MGM Growth Properties LLC (NYSE: MGP) (the "Company") today announced that it has priced its previously announced underwritten public offering of 30,000,000 ClassA shares (the "shares") at a public offering price of $31.25 per share. The Company will issue and sell 18,000,000 shares directly to the underwriters at closing and the underwriters will purchase, at the request of the Company, 12,000,000 shares from the forward purchasers (or their affiliates) under the forward sale agreements (in each case, as described below). The Company expects to receive net proceeds from the sale of the 18,000,000 shares sold directly to the underwriters of $540.8million, or $676.1million if the underwriters exercise their overallotment option to purchase additional shares in full. As part of the offering, the Company also granted the underwriters a 30-day overallotment option to purchase up to an additional 4,500,000 shares from the Company. The 30,000,000 shares represented an increase of 6,000,000 shares from the original offering size of 24,000,000 shares. The offering is expected to close on November22, 2019, subject to customary closing conditions.

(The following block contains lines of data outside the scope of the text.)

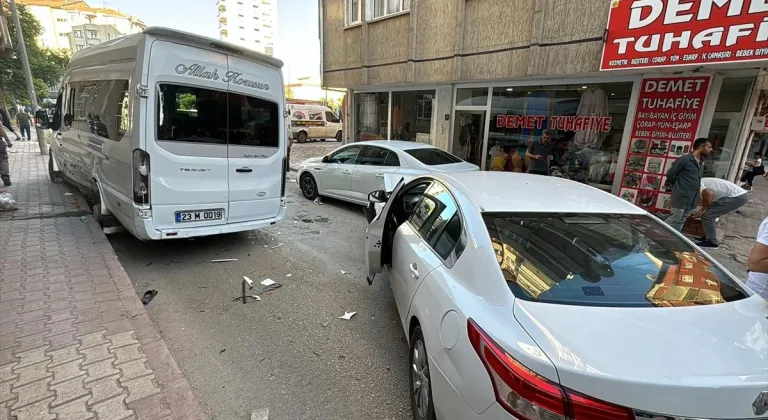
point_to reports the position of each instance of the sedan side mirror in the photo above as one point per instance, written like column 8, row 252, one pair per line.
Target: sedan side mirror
column 378, row 196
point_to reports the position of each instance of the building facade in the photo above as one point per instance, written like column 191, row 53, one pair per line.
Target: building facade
column 251, row 24
column 484, row 79
column 61, row 18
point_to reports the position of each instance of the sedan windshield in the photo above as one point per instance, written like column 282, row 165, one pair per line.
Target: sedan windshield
column 604, row 260
column 433, row 157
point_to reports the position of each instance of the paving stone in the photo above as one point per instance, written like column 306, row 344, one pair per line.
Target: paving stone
column 74, row 410
column 69, row 390
column 100, row 370
column 113, row 409
column 133, row 370
column 67, row 371
column 104, row 389
column 38, row 410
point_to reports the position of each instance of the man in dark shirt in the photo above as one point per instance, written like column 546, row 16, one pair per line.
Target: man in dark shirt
column 685, row 176
column 538, row 154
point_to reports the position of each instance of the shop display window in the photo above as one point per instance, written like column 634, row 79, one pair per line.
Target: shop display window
column 371, row 111
column 572, row 132
column 412, row 115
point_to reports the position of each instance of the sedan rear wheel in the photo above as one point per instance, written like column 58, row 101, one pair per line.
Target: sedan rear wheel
column 421, row 384
column 308, row 186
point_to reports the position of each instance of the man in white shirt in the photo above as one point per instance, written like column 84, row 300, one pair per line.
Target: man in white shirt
column 718, row 197
column 757, row 264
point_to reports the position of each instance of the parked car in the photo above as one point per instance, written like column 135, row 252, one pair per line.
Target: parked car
column 531, row 297
column 310, row 122
column 351, row 172
column 173, row 135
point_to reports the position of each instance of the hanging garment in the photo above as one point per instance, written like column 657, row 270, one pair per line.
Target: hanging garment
column 593, row 103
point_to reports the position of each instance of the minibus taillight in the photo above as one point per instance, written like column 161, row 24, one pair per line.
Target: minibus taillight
column 141, row 177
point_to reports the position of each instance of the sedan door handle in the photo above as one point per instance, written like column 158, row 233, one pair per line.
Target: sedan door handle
column 414, row 271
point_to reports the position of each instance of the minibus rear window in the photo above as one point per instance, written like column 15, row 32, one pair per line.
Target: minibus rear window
column 200, row 115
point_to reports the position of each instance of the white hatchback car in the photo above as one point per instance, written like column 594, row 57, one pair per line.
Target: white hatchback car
column 351, row 172
column 530, row 297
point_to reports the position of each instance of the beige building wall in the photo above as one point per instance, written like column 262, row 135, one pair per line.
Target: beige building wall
column 462, row 40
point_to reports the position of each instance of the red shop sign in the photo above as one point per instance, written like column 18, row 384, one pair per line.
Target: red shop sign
column 664, row 127
column 661, row 33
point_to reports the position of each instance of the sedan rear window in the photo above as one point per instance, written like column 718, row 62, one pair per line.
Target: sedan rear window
column 611, row 260
column 433, row 157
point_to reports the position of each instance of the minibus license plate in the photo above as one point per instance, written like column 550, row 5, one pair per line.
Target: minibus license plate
column 197, row 216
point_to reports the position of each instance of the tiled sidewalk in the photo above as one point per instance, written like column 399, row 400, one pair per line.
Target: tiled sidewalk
column 75, row 340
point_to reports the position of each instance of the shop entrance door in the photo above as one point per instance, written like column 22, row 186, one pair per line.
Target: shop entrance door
column 723, row 134
column 468, row 134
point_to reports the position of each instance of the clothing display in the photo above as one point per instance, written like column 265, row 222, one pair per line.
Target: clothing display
column 593, row 103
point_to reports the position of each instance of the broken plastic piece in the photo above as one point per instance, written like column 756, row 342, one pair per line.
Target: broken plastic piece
column 148, row 296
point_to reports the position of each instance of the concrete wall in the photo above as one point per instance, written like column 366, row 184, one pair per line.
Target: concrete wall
column 462, row 40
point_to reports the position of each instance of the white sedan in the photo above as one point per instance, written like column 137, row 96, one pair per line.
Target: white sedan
column 531, row 297
column 351, row 172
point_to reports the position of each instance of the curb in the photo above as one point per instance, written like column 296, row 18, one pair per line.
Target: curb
column 175, row 388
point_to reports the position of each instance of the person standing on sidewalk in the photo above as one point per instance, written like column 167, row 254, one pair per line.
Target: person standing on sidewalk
column 757, row 263
column 685, row 176
column 718, row 198
column 25, row 125
column 5, row 170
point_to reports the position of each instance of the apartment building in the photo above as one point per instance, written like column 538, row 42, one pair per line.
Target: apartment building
column 64, row 20
column 251, row 24
column 622, row 87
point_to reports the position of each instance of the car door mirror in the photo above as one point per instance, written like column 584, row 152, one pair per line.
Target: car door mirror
column 378, row 196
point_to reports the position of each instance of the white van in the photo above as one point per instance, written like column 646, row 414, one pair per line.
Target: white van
column 173, row 135
column 313, row 122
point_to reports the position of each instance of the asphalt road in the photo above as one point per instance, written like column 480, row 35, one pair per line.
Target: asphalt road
column 288, row 353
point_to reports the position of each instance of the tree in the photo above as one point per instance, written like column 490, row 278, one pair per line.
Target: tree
column 46, row 65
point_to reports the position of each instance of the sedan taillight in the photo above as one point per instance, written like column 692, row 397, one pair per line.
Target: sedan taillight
column 529, row 396
column 140, row 177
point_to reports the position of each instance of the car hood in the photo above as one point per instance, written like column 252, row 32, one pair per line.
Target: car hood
column 704, row 362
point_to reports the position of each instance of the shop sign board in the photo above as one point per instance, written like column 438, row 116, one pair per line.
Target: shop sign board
column 664, row 127
column 662, row 33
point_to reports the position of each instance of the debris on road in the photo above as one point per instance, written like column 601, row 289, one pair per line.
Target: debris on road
column 148, row 296
column 262, row 414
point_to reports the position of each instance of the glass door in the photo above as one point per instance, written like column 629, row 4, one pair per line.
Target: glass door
column 468, row 136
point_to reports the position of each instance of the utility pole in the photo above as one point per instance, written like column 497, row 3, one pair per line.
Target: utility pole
column 28, row 73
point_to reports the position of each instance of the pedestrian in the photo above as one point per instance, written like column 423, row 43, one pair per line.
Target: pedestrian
column 718, row 198
column 6, row 120
column 539, row 153
column 685, row 177
column 757, row 263
column 5, row 170
column 22, row 118
column 754, row 168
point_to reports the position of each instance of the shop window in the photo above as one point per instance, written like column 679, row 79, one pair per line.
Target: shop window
column 412, row 115
column 572, row 132
column 352, row 11
column 371, row 111
column 472, row 97
column 724, row 130
column 381, row 8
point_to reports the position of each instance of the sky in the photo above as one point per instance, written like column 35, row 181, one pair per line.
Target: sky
column 297, row 42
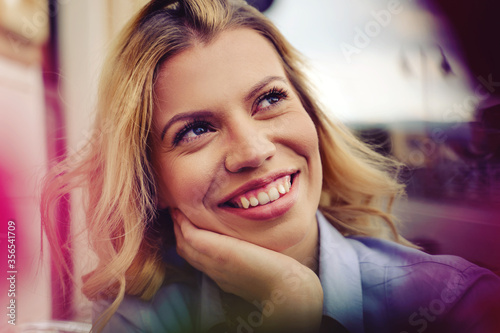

The Company has entered into forward sale agreements with each of J.P. Morgan Securities LLC, Morgan Stanley & Co. LLC and BofA Securities (or their respective affiliates) (who are referred to in this capacity as the "forward purchasers") with respect to 12,000,000 shares. In connection with the forward sale agreements, the forward purchasers or their affiliates are expected to borrow and sell to the underwriters an aggregate of 12,000,000 shares that will be delivered in the offering.

Pursuant to the terms of the forward sale agreements, and subject to its right to elect cash or net share settlement under certain conditions, the Company intends to deliver, upon full physical settlement of such forward sale agreements on one or more dates specified by the Company occurring no later than approximately nine months following the completion of the offering, an aggregate of 12,000,000 shares to the forward purchasers in exchange for cash proceeds per share equal to the applicable forward sale price, which will initially be the public offering price less the underwriting discount and will be subject to certain adjustments as provided in the forward sale agreements.

The Company will receive proceeds from its direct sale of 18,000,000 shares in the offering, but it will not initially receive any proceeds from the sale of shares by the forward purchasers or their affiliates, except in certain circumstances described in the prospectus supplement related to the offering. The Company plans to use the net proceeds from the sale of shares in the offering and the physical settlement of the forward sale agreements primarily to repay a portion of the borrowings outstanding under its senior secured term loan A facility and senior secured term loan B facility, which the Company believes will well-position it to be able to agree to and consummate a potential joint venture transaction under discussion with MGM Resorts International ("MGM") and honor any potential redemption of units representing limited partnership units in MGM Growth Properties Operating Partnership LP held by MGM for cash, should MGM elect to exercise any redemption right, if the Company decides to pursue such a transaction, or, alternatively, for general corporate purposes, which could include, among other things, financing future acquisitions or investment opportunities, working capital or to repay other indebtedness. Any proceeds received in connection with the exercise by the underwriters of their overallotment option to purchase additional shares will be used to repay a portion of the borrowings outstanding under the Company's senior secured term loan A facility or for general corporate purposes.

J.P. Morgan, Morgan Stanley, BofA Securities and Evercore are acting as joint lead book-running managers for the offering. Citigroup, Barclays and Scotiabank are acting as joint book-running managers for the offering. BNP PARIBAS, Citizens Capital Markets, Credit Agricole CIB, Deutsche Bank Securities, Fifth Third Securities, SMBC, SunTrust Robinson Humphrey and UBS Investment Bank are acting as senior co-managers for the offering. KeyBanc Capital Markets, Comerica Securities, Ladenburg Thalmann and Union Gaming are acting as co-managers for the offering.